JEPA is an example of a predictive coding architecture. Predictive coding is the idea that the brain works by predicting the next sensory input and learns from the error between the prediction and the actual input. Hierarchies of this kind of prediction allow higher level elements to predict the outputs of lower-level elements, building up deeper and more complex semantics.
The core idea in JEPA is to take two related things (say consecutive frames of a video) x and y, encode each of them into a latent space (an embedding), and then predict the embedding for y s(y) based on s(x). The encoders can be Transformer-based models — in practice models like I-JEPA have trained the x encoder and updated the weights via a moving average for the y (target) encoder.
The learning is not based on how well the end-result predicts the target e.g. how close the pixels of the next frame are predicted. Instead, it’s based on how well the latent representation of the next frame is predicted.
The advantage of working in the latent space for the prediction is the model can choose what level of detail it wants to capture, discarding some aspects and focusing on more foundational concepts. This helps build a more robust world-model, with the hope being that training in this way will then allow easier generalization to more tasks, with less data required
Similarities
This is somewhat similar to autoencoders. Autoencoders take an input, compress it in a latent space, then reconstruct the original from the latent space and propagate back the error. JEPA does a similar process across two different items with separate encoders, and only cares about error within the latent space.

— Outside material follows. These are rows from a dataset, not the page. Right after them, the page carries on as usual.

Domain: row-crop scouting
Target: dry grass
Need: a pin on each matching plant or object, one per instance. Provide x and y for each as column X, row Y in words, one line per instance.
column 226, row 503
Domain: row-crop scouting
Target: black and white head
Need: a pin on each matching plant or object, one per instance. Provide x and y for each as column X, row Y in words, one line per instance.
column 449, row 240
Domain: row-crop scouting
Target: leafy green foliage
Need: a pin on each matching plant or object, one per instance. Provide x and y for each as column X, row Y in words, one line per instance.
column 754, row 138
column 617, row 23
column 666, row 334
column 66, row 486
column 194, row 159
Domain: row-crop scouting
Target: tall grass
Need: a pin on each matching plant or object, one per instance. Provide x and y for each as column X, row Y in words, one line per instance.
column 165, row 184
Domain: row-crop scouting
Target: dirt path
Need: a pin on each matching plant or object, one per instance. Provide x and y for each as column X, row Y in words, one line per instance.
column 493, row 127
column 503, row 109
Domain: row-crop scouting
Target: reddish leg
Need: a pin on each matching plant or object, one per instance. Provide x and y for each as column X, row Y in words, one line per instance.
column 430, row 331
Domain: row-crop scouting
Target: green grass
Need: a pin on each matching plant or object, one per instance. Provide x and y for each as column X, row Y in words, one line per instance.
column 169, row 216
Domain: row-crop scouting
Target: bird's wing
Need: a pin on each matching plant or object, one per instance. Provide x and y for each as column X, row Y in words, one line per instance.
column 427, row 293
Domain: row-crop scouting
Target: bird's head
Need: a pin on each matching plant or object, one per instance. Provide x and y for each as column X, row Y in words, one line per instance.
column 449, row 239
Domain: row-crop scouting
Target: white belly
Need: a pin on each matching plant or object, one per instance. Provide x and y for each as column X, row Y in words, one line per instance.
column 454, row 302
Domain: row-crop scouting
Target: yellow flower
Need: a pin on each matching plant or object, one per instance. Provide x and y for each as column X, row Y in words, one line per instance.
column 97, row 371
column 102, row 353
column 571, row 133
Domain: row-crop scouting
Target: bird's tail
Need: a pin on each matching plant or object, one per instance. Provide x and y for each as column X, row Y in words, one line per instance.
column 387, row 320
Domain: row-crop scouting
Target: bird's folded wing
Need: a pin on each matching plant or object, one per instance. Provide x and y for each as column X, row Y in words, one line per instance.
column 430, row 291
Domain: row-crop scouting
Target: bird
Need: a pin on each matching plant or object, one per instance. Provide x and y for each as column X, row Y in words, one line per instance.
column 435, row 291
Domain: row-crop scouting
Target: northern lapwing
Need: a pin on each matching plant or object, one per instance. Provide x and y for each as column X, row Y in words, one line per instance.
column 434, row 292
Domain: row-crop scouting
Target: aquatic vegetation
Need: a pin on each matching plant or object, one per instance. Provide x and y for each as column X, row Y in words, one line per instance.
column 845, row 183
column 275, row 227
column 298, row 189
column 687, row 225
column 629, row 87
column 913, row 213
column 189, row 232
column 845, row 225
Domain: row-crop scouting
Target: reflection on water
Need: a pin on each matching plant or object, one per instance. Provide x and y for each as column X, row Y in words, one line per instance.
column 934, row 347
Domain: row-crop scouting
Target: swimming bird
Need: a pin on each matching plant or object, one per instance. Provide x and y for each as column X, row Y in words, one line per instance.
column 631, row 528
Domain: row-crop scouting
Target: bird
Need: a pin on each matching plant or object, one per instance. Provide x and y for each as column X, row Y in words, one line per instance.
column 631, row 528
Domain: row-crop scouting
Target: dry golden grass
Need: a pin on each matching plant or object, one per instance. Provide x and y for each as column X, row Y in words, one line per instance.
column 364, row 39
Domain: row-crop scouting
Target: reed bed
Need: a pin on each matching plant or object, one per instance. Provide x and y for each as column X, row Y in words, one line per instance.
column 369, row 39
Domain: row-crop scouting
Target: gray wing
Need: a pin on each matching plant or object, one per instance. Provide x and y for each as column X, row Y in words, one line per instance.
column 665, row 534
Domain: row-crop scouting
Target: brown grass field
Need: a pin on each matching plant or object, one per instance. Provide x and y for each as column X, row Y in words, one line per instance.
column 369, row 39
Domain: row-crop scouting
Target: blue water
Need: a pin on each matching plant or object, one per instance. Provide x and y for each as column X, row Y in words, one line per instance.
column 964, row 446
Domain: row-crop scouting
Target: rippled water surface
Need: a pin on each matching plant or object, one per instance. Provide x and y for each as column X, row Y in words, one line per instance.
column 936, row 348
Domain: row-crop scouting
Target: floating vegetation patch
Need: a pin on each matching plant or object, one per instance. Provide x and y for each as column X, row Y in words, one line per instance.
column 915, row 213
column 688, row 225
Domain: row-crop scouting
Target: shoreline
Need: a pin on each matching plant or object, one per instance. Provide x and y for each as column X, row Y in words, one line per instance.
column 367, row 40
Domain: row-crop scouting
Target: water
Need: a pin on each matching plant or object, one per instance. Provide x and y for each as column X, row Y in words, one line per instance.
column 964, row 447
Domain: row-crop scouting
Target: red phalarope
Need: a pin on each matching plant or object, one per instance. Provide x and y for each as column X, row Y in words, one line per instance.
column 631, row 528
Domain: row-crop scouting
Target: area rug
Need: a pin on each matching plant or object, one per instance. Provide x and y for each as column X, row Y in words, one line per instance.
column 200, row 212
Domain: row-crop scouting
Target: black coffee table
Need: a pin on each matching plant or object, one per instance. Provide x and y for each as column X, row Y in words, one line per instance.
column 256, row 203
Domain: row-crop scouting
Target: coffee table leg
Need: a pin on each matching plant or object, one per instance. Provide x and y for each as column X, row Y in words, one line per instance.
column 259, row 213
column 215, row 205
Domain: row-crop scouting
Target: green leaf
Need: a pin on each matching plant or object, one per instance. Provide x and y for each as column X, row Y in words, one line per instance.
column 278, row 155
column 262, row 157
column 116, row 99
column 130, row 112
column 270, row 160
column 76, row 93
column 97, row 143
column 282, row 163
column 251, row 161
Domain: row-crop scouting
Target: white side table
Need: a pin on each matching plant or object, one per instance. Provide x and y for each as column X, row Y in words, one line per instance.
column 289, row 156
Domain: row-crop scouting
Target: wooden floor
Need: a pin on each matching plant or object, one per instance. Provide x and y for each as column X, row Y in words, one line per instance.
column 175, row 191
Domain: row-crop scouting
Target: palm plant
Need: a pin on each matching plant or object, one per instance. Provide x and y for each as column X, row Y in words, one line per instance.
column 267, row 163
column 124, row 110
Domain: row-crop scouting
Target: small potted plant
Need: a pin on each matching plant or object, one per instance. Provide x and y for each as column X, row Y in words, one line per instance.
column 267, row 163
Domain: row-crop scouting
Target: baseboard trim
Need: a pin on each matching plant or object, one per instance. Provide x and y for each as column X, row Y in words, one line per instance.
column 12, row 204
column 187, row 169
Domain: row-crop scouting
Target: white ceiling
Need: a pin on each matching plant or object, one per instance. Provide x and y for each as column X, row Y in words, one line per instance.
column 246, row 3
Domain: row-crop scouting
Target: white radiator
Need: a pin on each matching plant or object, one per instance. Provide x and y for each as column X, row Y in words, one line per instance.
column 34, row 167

Contrastive models embed two different items into the same space and try to increase similarity between the embeddings for things known to be similar and make them dissimilar to other items. This is used in CLIP and other multimodal text-image encoders, where the text and the image embed to the same space so that a text caption and a matching image are close in embedding space. This requires a lot of pairwise comparisons, while JEPA is a more straightforward s(x)->s(y) prediction in training.
Challenges
Because JEPA models leave you with a latent they need to be paired with a generator for getting an observable/human viewable output, which is a per-domain challenge. This makes it harder to evaluate how well the model is learning, beyond measuring loss.
Training stability can also be tricky — it is possible for the model to collapse and learn trivial representations to minimize prediction error. Even without complete collapse it can require some experimentation to ensure the model is learning a deep enough conceptual level. For example, I-JEPA, which worked in image space, found that using large enough masked patches was important to ensure the model captured sufficient detail.